The selection of black and white photos showing astronauts Neil Armstrong, Buzz Aldrin and Michael Collins relaxing with family members are a reminder that at the root of great human achievement are human beings with normal lives. The footage of crowds gathering close to Kennedy Space Centre, Merrit Island, Florida include picnicking families. Love of family and patriotism were foremost values in 1960s America and highlighted in this film.
Once the Apollo 11 is fully loaded with propellants we are taken through the official checks. There’s archive footage of Kennedy Space Centre and Mission Control Houston communicating with each other until power transfer is complete and the Saturn V rocket is 60 seconds from an epic, historic lift off. The actual ignition sequence is captured from many angles to stunning effect
One notable camera angle directly underneath the rocket catches it roaring from its support and powering into space. There are also some super-powered close ups that can only have come from mini cameras attached to the support and the rocket itself.
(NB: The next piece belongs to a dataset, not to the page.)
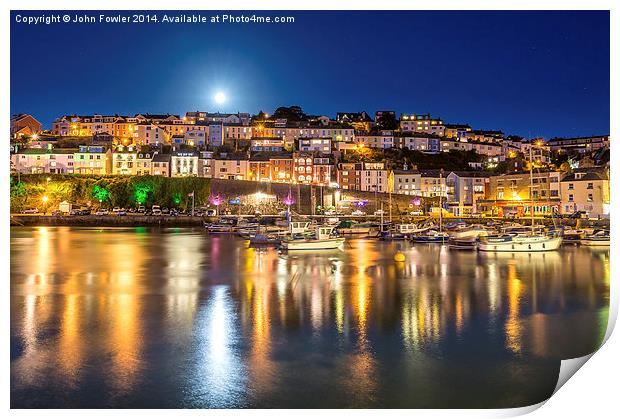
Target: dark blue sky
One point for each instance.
(528, 73)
It’s at this apex point that the film score hits a heartbeat crescendo that even drowns out some of the important command centre dialogue but at that point it’s no longer necessary to follow the commentary. The history-making visuals are enough.
The footage everyone’s waiting for are the blurred, grainy first shots of the Moon, which is lit up beautifully pockmarked as the Lunar Module undocks from the main Command Module and descends onto the surface. A diagram on screen shows you exactly how the docking process will unfold. Again, the countdown of approximate altitude in feet during the docking process causes the heart to race. “The Eagle has landed”, announce command centre (the Lunar Module is nicknamed ‘The Eagle’). We are informed that Neil Armstrong’s own heart rate is 150bps at touchdown and an incredible 190bps as he begins to descend the ladder to take the first steps to the Moon’s surface. Unsure of his position on the rungs, command centre reminds him: “Three small steps and then a long one.” And, of course, that’s soon followed by Neil Armstrong’s: “That’s one small step for man, one giant leap for mankind” as his boot touches down for the first time.
The flag-on-moon moment will have all eyes glued to the screen, not just space enthusiasts but also conspiracy theorists looking for telltale signs of staging such as a fluttering flag (wind cannot exist in the Moon’s vacuum). Actually the flag doesn’t flutter. You can see where the astronauts have propped up the flag to make it visible to the cameras because there is no wind. The photographs of Aldrin and Armstrong on the Moon are powerful because of their simplicity and context.
As you can probably guess, the footage of the landing, and the raising of the flag are the cue for global celebrations captured in glorious 70mm film. 600 million people watched the event worldwide. The jubilation is matched only by the equally joyous reaction when they return with President Nixon’s smile expressing the pride of a nation. However, the movie closes with the wise words of a more favoured US president, for it was President Kennedy’s speech to Congress on May 25, 1961, which first set the US on this space race which culminated with the historic moon landing.